Amorphous alloys show the excellent soft magnetic properties such as high permeability, low coercive force and the like. They also have the properties of low iron loss, high squareness ratio and the like at high frequency. Because of these advantages some of amorphous alloys practically have been used as the magnetic material for switching power supplies. For example, Co-based amorphous alloys have been used for saturable reactors and the like, while Fe-based amorphous alloys for choke coils and the like.
These amorphous alloys also have many problems to solve, however. For example, Co-based amorphous alloys exhibit the excellent properties, having low iron loss, high squareness ratio and the like in the high frequency region. On the other hand, however, they have the disadvantage that they are comparatively high priced and less likely to find wide prevalent use. Fe-based amorphous alloys are reasonably priced and eligible for wide prevalent use. On the other hand, however, they have the disadvantage that they don't acquire zero magnetostriction, their magnetic properties are susceptible to large deterioration due to stress by setting constraction of resin at the time of resin molding and the like and there is a high incidence of noises associated with magnetostriction vibration.
Meanwhile, Fe-based soft magnetic alloys having precipitated super fine crystal grains and the soft magnetic properties comparable to those of Co-based amorphous alloys have been proposed recently (cf. Japanese Patent Laid Open No. 320504/1988).
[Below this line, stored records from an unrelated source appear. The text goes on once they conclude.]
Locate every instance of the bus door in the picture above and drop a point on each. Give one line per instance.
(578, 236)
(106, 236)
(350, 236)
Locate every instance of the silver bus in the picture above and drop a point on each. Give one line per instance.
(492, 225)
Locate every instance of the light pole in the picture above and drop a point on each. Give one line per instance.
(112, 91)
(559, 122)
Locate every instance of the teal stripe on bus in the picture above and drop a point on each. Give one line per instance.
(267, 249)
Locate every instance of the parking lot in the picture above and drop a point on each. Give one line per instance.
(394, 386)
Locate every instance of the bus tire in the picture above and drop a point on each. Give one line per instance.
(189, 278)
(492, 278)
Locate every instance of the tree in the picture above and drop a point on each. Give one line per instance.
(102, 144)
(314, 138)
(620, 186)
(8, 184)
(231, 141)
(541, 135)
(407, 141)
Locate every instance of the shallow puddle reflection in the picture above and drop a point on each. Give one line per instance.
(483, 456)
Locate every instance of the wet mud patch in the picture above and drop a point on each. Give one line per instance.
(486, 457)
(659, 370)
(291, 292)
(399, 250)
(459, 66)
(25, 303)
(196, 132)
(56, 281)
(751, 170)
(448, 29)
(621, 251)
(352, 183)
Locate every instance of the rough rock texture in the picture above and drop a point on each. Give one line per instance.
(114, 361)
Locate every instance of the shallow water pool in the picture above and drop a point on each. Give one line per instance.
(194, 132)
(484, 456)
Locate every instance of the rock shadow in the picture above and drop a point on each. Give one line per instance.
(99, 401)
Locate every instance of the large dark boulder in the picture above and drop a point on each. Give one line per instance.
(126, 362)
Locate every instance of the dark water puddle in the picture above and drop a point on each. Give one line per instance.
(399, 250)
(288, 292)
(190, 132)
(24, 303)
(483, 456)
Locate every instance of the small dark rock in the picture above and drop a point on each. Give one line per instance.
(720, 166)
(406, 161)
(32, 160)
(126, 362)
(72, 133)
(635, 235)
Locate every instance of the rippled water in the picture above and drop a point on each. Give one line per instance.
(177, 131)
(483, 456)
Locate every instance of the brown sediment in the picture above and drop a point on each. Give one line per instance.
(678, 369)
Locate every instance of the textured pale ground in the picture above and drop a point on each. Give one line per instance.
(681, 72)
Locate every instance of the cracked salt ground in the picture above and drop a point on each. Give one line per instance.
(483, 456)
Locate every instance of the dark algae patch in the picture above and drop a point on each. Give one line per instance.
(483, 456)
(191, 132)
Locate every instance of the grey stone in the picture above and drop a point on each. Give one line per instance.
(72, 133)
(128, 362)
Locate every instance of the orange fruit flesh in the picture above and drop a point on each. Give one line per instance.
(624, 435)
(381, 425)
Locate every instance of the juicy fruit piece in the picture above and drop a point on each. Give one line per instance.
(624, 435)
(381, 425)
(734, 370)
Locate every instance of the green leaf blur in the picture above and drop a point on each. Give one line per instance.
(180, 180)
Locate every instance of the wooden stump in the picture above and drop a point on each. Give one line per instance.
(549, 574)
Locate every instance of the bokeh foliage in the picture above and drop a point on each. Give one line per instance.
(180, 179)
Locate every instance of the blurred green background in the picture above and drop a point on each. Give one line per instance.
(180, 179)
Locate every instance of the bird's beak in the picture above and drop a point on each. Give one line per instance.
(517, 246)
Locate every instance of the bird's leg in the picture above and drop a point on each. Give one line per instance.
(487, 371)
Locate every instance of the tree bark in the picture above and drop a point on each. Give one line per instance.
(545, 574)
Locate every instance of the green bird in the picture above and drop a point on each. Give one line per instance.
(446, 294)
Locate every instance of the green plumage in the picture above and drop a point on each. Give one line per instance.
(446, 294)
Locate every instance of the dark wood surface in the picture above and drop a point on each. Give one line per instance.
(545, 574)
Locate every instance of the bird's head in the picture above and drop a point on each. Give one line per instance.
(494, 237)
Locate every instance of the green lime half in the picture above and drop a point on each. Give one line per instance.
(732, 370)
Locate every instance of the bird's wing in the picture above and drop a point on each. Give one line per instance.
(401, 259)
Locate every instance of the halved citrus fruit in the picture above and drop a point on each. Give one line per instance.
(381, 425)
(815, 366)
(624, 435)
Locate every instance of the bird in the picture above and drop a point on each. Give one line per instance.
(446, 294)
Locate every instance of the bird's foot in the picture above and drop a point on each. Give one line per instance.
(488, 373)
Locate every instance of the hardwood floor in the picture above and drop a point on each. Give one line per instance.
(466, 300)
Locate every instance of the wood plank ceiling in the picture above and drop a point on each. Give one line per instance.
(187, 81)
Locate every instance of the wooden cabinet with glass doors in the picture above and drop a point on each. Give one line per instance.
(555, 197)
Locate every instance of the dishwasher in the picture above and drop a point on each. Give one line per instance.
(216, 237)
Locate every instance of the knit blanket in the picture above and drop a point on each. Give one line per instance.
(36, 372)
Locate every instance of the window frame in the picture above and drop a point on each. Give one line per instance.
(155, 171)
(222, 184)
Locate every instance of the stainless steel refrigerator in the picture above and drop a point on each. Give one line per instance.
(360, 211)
These Fe-based soft magnetic alloys have the excellent soft magnetic properties but also the advantages described below. That is, Since they have low magnetostriction and they are based on Fe, their price is on a comparatively reasonable level. Because of these advantages Fe-based soft magnetic alloys have attracted attention as a magnetic material to replace Co-based amorphous alloys.
However, the above-mentioned Fe-based soft magnetic alloys had a weakness that their magnetic properties have large dependence on the heat treatment temperatures during their production process. That is, in the above-mentioned Fe-based soft magnetic alloys, alloy matrices are once made amorphous and then heat-treated in a range of temperatures close to the crystalization temperature in order to precipitate fine crystal grains. The excellent magnetic properties are generated with precipitation of said fine crystal grains. The range of optimum heat treatment temperatures is narrow, however. Furthermore, a very large amount of energy is discharged at the time crystalization occurs from the amorphous state. These make it highly likely that the heat treatment temperature in the production steps exceeds the prescribed range of temperatures. When the heat treatment temperature exceeds the prescribed range, coarse crystal grains are liable to precipitate and the above-mentioned excellent magnetic properties cannot be obtained.